Timothy A. Yap, Jordi Rodon, David S. Hong
This book provides a detailed review of how oncology drug development has changed over the past decade, and serves as a comprehensive guide for the practicalities in setting up phase I trials. The book covers strategies to accelerate the development of novel antitumor compounds from the laboratory to clinical trials and beyond through the use of innovative mechanism-of-action pharmacodynamic biomarkers and pharmacokinetic studies.
The reader will learn about all aspects of modern phase I trial designs, including the incorporation of precision medicine strategies, and approaches for rational patient allocation to novel anticancer therapies. Circulating biomarkers to assess mechanisms of response and resistance are changing the way we are assessing patient selection and are also covered in this book. The development of the different classes of antitumor agents are discussed, including chemotherapy, molecularly targeted agents, immunotherapies and also radiotherapy. The authors also discuss the lessons that the oncology field has learnt from the development of hematology-oncology drugs and how such strategies can be carried over into therapies for solid tumors. There is a dedicated chapter that covers the specialized statistical approaches necessary for phase I trial designs, including novel Bayesian strategies for dose escalation.

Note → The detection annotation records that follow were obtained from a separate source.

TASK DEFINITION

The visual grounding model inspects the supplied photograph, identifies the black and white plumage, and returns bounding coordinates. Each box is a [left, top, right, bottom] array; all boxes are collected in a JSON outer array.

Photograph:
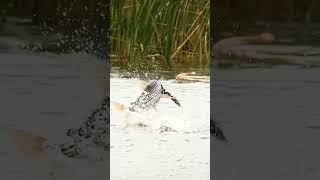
[[129, 81, 181, 112]]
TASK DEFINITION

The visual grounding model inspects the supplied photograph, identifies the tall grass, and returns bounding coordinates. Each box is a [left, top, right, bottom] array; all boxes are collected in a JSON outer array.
[[110, 0, 210, 69]]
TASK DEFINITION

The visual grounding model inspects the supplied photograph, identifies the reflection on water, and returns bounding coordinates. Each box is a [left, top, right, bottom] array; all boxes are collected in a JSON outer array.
[[110, 71, 210, 180]]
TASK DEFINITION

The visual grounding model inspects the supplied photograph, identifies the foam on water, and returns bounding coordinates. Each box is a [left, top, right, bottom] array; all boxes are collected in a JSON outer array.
[[110, 75, 210, 180]]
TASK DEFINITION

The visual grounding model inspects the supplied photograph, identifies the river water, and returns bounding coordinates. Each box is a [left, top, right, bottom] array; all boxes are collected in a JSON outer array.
[[211, 66, 320, 180], [110, 70, 210, 180]]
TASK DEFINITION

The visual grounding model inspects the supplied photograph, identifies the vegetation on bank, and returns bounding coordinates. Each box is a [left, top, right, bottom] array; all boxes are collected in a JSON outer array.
[[110, 0, 210, 70]]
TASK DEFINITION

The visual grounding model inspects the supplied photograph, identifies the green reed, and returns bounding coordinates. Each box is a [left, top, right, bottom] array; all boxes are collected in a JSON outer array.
[[110, 0, 210, 69]]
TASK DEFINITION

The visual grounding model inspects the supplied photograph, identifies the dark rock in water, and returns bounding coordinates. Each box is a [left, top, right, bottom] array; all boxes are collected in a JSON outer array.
[[210, 119, 228, 142]]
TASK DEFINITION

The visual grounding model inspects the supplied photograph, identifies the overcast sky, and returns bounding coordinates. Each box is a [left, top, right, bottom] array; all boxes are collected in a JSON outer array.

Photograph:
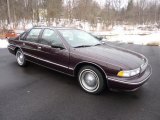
[[95, 0, 160, 7]]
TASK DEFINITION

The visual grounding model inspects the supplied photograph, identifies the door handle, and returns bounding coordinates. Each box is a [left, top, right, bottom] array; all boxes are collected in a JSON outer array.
[[38, 46, 42, 49]]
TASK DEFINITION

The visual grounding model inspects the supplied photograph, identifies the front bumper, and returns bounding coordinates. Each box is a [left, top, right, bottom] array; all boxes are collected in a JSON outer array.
[[107, 65, 152, 90]]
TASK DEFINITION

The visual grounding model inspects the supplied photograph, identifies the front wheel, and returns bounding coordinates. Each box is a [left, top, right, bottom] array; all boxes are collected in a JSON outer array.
[[78, 66, 106, 94], [16, 49, 26, 67]]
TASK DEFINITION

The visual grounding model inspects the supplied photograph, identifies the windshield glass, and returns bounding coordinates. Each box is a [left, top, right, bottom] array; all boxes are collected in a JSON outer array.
[[59, 29, 100, 47]]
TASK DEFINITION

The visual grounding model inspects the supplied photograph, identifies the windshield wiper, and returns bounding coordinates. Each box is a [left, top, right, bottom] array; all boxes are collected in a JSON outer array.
[[74, 45, 92, 48]]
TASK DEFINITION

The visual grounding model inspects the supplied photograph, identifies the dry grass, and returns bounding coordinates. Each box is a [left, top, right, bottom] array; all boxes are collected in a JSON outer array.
[[147, 41, 160, 46]]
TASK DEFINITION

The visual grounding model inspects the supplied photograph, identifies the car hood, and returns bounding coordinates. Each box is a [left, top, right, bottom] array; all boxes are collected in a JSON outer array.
[[75, 44, 145, 70]]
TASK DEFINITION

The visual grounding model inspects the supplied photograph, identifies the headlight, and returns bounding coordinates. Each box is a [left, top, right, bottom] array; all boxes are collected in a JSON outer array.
[[117, 68, 140, 77]]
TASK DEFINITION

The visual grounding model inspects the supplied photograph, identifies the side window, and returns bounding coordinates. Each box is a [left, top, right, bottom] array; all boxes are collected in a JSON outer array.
[[40, 29, 61, 45], [26, 29, 41, 42], [20, 32, 26, 40]]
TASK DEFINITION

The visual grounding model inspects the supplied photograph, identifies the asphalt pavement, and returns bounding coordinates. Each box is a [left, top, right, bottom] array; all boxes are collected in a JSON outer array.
[[0, 44, 160, 120]]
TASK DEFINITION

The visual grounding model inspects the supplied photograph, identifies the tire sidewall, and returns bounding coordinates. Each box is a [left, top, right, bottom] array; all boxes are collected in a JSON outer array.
[[78, 66, 106, 94], [16, 49, 26, 67]]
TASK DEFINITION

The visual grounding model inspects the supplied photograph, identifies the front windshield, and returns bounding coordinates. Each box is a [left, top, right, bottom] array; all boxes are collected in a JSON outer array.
[[59, 29, 100, 47]]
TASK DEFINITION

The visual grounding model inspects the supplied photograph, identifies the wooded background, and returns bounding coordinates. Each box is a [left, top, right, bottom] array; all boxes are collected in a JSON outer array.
[[0, 0, 160, 27]]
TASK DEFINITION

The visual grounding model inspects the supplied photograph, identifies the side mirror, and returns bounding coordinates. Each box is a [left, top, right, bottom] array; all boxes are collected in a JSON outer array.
[[51, 43, 65, 50]]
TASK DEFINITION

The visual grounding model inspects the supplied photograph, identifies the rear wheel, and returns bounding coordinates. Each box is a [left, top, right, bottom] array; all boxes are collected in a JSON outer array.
[[78, 66, 106, 94], [16, 49, 26, 67]]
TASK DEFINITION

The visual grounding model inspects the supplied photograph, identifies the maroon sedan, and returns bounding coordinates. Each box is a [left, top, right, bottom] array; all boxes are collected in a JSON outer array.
[[8, 27, 151, 94]]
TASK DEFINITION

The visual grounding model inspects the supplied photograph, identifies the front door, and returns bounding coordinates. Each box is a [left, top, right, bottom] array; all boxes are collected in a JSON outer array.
[[38, 29, 69, 72], [22, 28, 42, 62]]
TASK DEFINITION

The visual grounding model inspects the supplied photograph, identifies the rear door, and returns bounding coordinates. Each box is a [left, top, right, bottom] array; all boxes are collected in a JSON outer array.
[[38, 29, 69, 72]]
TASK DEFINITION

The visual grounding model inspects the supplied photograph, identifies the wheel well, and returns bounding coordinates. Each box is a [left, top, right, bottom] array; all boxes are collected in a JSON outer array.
[[14, 47, 19, 55], [74, 63, 106, 79]]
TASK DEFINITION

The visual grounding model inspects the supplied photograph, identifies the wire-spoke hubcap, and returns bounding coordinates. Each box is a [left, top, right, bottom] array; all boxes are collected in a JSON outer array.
[[16, 51, 24, 65], [79, 70, 99, 92]]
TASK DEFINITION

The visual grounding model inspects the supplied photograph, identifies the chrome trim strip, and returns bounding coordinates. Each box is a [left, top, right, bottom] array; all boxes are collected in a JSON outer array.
[[70, 52, 123, 68], [108, 65, 152, 85], [27, 59, 74, 77], [24, 53, 68, 69]]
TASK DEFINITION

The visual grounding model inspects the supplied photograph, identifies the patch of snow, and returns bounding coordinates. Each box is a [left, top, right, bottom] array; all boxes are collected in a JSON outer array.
[[0, 39, 9, 48]]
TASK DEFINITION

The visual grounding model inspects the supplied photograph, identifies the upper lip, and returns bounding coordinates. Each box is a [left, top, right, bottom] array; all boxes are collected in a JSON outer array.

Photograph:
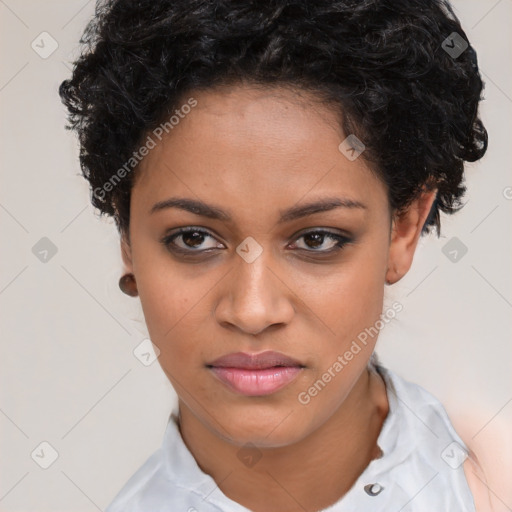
[[207, 350, 304, 370]]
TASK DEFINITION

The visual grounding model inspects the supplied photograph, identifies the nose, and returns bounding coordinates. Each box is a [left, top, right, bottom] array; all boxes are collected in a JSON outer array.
[[216, 250, 295, 335]]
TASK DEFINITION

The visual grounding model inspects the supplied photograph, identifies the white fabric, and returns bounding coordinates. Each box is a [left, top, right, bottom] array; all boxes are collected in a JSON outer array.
[[106, 366, 475, 512]]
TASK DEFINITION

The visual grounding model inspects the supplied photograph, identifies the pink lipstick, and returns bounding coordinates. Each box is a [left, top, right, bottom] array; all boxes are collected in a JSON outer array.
[[207, 351, 304, 396]]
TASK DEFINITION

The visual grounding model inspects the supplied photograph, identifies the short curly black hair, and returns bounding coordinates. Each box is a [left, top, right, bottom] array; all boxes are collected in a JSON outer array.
[[59, 0, 487, 236]]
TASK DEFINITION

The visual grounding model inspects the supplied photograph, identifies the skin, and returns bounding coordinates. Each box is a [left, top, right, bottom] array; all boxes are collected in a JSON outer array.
[[122, 84, 435, 512]]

This volume is designed to help clinicians better understand phase I clinical trials, but would also be of use to translational researchers (MDs and PhDs), and drug developers from academia and industry interested in cancer drug development. It could also be of use to phase I trial study coordinators, oncology nurses and advanced practice providers. Other health professionals interested in the treatment of cancer will also find this book of great value.